Nor do we really know ourselves, and the fact that we think that we are following your will does not mean that we are actually doing so.
But we believe that the desire to please you does in fact please you.
And we hope we have that desire in all that we do.
We hope that we will never do anything apart from that desire.
And we know that if we do this you will lead us by the right road though we may know nothing about it.
Therefore will we trust you always though we may seem to be lost and in the shadow of death.
We will not fear, for you are ever with us, and you will never leave us to face our perils alone. AMEN.

5 comments:

Wayne said...

Regarding clear channel radioes. There was one from Oklahoma City that we used to listen to, but cannot remember the name. Does anyone know what I am talking about.

I also listen to Chicago and Wolfman.

Kathryn said...

Great prayer...one of my favourites. Thanks for posting it...I think we could pray it no less appropriately for the Anglican Communion, and indeed for the Church throughout the world (though I suspect that some denominations might question the fact that they don't know exactly where they are going!)

J.C. Fisher said...

I've loved that prayer, ever since I first found it in Day by Day (the Notre Dame Student Prayer Book, c. '77 edition) at my Episcopal Church's rummage sale in the early 80s. (That was about the same time I discovered Thomas "Won't ever be canonized by the current RCC" Merton. Mmmmm!)

I will pray for the ELCA: may the follow along---even pass and lead!---the bold Gospel path of their covenant-partner (!), ECUSA. :-D

Bag Lady said...

It's one of my favorate prayers, and yet it has such a bitter edge to it.
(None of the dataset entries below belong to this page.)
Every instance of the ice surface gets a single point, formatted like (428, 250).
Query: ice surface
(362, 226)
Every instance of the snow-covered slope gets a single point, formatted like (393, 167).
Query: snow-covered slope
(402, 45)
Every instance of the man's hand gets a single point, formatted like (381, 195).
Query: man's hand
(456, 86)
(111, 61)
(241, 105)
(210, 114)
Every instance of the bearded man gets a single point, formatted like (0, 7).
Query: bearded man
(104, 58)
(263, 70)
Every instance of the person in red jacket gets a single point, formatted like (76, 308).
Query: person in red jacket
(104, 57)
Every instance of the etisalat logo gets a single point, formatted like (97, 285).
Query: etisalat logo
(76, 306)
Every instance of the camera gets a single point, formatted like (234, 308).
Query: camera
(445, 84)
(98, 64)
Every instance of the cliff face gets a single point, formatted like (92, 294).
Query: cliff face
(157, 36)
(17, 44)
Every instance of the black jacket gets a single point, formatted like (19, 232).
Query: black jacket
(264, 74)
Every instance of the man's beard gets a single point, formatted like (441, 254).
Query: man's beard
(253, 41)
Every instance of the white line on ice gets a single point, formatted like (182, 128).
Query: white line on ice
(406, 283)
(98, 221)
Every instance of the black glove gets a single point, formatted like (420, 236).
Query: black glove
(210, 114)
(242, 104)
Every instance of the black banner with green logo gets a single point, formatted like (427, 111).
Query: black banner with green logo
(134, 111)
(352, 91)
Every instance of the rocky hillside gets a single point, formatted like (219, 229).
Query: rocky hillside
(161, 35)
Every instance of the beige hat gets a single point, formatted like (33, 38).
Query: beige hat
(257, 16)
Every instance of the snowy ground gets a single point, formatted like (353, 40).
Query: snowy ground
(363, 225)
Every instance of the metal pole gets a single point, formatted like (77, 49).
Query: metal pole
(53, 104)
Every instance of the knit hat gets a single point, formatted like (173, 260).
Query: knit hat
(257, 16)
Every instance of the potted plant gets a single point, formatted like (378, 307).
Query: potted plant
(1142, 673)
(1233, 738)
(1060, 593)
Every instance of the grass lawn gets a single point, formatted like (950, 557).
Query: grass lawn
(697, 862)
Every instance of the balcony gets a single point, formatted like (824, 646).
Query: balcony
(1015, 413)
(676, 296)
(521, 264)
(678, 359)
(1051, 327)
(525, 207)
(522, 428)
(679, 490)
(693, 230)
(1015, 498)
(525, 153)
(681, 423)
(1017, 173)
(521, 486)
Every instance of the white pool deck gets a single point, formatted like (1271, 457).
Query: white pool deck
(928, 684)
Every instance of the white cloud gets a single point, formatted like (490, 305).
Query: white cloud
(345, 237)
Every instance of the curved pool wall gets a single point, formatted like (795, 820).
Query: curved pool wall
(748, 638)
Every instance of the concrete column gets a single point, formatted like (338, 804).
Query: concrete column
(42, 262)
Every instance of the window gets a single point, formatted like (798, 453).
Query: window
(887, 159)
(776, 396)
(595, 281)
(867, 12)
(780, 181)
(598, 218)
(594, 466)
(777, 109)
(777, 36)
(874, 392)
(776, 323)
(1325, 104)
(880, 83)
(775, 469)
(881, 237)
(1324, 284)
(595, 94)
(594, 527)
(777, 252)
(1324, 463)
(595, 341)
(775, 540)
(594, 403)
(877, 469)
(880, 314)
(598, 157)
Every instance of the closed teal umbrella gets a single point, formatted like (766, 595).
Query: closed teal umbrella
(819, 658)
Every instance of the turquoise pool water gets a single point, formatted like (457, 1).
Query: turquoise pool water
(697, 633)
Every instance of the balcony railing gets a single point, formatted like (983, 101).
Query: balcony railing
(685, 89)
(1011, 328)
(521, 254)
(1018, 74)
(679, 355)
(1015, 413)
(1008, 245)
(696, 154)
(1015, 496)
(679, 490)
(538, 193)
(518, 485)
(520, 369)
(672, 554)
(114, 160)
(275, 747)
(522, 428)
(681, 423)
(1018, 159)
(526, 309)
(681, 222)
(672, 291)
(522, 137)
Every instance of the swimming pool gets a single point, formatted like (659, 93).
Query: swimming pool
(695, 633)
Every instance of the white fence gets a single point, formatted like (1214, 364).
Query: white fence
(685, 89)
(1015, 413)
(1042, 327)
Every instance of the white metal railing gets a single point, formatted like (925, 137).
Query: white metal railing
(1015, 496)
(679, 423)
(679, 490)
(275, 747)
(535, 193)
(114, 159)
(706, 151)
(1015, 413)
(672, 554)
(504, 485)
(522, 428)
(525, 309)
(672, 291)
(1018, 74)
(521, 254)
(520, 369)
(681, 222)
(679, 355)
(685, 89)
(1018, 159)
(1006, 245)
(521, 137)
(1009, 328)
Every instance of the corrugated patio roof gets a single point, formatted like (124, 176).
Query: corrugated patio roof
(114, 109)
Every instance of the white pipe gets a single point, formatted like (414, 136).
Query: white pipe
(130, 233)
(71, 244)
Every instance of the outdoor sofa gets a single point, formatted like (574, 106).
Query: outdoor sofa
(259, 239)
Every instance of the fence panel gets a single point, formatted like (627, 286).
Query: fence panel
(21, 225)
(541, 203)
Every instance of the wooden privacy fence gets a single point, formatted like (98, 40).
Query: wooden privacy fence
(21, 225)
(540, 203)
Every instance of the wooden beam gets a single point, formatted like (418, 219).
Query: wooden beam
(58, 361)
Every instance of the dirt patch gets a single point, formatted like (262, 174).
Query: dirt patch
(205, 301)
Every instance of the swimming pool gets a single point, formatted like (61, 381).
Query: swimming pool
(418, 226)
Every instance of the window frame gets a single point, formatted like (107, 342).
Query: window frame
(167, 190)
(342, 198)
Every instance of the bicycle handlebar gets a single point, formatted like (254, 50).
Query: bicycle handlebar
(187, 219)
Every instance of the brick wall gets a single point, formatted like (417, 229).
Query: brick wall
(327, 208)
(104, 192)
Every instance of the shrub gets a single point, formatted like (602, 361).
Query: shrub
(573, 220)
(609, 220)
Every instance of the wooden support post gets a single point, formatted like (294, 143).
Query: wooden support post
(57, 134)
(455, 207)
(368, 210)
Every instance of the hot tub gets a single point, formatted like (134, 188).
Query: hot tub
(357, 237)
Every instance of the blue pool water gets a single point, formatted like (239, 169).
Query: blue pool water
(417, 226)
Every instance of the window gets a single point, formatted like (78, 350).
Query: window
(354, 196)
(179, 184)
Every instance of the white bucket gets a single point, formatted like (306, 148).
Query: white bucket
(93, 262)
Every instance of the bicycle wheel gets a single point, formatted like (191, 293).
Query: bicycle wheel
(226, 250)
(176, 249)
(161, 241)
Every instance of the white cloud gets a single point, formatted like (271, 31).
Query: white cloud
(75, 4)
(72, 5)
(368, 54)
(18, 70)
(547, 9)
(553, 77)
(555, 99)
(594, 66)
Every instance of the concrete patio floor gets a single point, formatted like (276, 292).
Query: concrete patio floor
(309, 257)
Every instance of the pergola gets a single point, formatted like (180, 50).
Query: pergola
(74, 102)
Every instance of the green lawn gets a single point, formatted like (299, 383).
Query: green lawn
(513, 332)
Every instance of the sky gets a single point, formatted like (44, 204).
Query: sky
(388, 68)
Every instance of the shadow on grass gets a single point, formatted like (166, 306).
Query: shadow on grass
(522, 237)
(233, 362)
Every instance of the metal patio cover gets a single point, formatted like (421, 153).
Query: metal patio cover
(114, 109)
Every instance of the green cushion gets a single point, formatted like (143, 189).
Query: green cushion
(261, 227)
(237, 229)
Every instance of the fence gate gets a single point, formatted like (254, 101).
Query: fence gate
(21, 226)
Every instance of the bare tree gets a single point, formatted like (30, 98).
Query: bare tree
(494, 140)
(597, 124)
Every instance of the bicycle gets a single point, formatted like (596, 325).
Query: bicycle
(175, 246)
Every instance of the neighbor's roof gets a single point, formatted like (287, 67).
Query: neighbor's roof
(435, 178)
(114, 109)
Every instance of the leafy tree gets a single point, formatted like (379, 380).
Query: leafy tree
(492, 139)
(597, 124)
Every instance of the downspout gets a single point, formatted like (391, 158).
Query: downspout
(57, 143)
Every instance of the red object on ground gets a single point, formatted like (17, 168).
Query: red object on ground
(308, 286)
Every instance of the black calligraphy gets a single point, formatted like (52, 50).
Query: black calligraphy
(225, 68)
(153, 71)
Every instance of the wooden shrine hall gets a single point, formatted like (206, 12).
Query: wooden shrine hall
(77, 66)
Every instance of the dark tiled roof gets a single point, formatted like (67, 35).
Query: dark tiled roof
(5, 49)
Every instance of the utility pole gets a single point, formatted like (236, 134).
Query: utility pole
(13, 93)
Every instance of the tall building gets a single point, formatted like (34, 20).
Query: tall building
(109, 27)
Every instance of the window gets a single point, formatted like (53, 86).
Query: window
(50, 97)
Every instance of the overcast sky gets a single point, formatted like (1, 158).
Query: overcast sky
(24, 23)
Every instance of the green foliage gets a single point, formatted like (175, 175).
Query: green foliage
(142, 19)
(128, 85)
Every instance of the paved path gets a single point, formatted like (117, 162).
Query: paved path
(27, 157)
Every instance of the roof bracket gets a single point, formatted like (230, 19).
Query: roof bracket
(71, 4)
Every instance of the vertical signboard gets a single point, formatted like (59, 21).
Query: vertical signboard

I have heard people pray it whom I truly believed were engaging in willful blindness -- hence the bitterness. There's no absolution in it for such blindness, but it's difficult to call someone on it... (bitter vestry meetings)...

LutheranChik said...

Bag Lady: I know what you mean. On the other hand...this spring I was in a contentious OT lecture with one guy...he and I are probably at opposite poles regarding how we read Scripture, but...he was trying, so hard, to understand the other side. He really struggles with our class material because it pushes him out of his comfort zone and makes him feel like he's losing his faith bearings. I know I disagree with him profoundly in some ways, but if I heard him praying Merton's prayer I'd know it was absolutely sincere on his part. And I'd like to believe he'd feel the same about me.